Writer/Director Vito Dinatolo steps into the soldier-returns-home genre with his film FACE OF EVIL. Starring Scott Baxter as a war veteran named Jay, the story begins with Jay returning to a welcome home party thrown by his sister Katy (Jamie Bernadette). Soon Jay is reunited with an ex-girlfriend and opening a bottle of liquor he brought back from the Mideast.

As the drink flows and Jay gets closer to his ex, she begins to sicken and then turns into an infected zombie-like creature that acts a bit like a deadite from the EVIL DEAD franchise. Soon the entire party is infected, except for Jay, and he scrambles to find a way to help his friends and sister.

As Jay runs to a nearby gas station looking for help, he bumps into “Sarge” (Chad Bishop) from his old military unit. As the gas attendant turns into a zombie demon, Sarge tells Jay that there is a doctor they need to find, and that doctor has all the answers.

Jay’s trip with Sarge begins part two of the story of FACE OF EVIL. There is a literal title card, announcing that the movie has started part two. While puzzled at first about the delineation between the two segments of the movie, it became clear why Dinatolo felt the need to make such a literal separation of the movie.

The first part of FACE OF EVIL is a balls-out splatter film with possessed zombie people chasing the hero, Jay. The second part is a mix of JACOB’S LADDER and the psychedelic road trip movie FEAR AND LOATHING IN LAS VEGAS. Part two is a buddy road trip movie that follows Sarge and Jay’s search for answers to the zombie outbreak, and a descent into Jay’s own mind.

Overall, FACE OF EVIL is very good.

Scott Baxter is asked to shoulder quite a bit of the story as Jay, and does an admirable job. He’s likable and believable in the role of a soldier affected by the brutality of war. Dinatolo, as director, does solid work here. He is obviously influenced by movies like EVIL DEAD and JACOB’S LADDER, as mentioned earlier, and possibly the independent horror film THE CONVENT for his creature designs.

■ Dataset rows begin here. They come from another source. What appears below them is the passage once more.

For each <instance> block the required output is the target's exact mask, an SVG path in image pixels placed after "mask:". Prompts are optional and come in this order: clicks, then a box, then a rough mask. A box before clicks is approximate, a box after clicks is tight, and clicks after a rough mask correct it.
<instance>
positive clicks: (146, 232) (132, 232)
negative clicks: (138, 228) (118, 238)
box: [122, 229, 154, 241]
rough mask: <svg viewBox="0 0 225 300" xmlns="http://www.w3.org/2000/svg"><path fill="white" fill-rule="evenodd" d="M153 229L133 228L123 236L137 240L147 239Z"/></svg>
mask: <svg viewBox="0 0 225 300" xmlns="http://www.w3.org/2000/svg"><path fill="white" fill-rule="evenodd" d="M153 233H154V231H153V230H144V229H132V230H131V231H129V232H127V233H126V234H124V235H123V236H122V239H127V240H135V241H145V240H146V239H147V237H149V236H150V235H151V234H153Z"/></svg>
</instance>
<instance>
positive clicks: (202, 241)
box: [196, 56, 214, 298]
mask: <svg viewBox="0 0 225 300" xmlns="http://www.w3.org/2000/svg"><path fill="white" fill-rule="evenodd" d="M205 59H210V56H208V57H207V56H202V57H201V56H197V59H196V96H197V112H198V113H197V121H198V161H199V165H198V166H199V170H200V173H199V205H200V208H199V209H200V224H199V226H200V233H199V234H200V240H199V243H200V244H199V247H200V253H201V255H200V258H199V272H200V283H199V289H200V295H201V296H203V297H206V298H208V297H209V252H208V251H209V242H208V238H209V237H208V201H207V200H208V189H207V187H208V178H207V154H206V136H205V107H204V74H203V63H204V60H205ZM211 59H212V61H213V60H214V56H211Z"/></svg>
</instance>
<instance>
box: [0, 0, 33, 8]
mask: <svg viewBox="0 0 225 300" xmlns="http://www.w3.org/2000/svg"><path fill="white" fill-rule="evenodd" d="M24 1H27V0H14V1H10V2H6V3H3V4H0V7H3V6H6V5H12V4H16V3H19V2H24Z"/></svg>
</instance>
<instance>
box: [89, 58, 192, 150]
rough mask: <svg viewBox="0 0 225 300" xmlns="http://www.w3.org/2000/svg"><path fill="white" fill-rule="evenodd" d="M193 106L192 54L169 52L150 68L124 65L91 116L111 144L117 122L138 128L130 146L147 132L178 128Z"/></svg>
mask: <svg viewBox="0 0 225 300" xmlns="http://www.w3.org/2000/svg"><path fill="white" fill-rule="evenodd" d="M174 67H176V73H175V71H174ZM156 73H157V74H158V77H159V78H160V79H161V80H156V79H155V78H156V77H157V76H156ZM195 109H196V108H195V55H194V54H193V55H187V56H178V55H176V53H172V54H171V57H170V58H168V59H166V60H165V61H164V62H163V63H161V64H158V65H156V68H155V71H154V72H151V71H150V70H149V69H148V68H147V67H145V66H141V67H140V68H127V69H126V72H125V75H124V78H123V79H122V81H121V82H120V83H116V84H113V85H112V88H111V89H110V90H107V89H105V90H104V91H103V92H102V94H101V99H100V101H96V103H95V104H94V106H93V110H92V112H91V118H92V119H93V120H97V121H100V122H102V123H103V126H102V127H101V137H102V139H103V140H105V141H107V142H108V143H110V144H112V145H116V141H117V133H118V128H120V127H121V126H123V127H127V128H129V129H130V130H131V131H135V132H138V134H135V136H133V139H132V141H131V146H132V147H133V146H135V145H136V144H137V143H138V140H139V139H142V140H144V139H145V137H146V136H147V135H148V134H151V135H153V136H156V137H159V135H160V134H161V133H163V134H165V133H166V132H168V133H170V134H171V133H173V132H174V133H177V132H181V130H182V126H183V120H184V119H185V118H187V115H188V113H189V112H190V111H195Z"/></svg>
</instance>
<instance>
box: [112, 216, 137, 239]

While FACE OF EVIL is solid, its weak point is the transition from part one to part two. The beginning of the movie goes at a bit of a breakneck speed, especially when Jay’s friends begin to turn into monsters. When FACE OF EVIL turns into the buddies on the road movie, the pace slows down considerably. This creates quite a lull in energy in the middle of the film, before it picks up again as the movie reaches its climax, and the story of Jay is unveiled.

The film was named Best Horror Film of the New York City International Film Festival (2017), Best Horror Feature and Best Director at Hollywood International Moving Picture (2016), and Best Horror Feature at Culver City Film Festival (2016).

FACE OF EVIL is worth a look, especially if you’re looking for something a bit off the mainstream.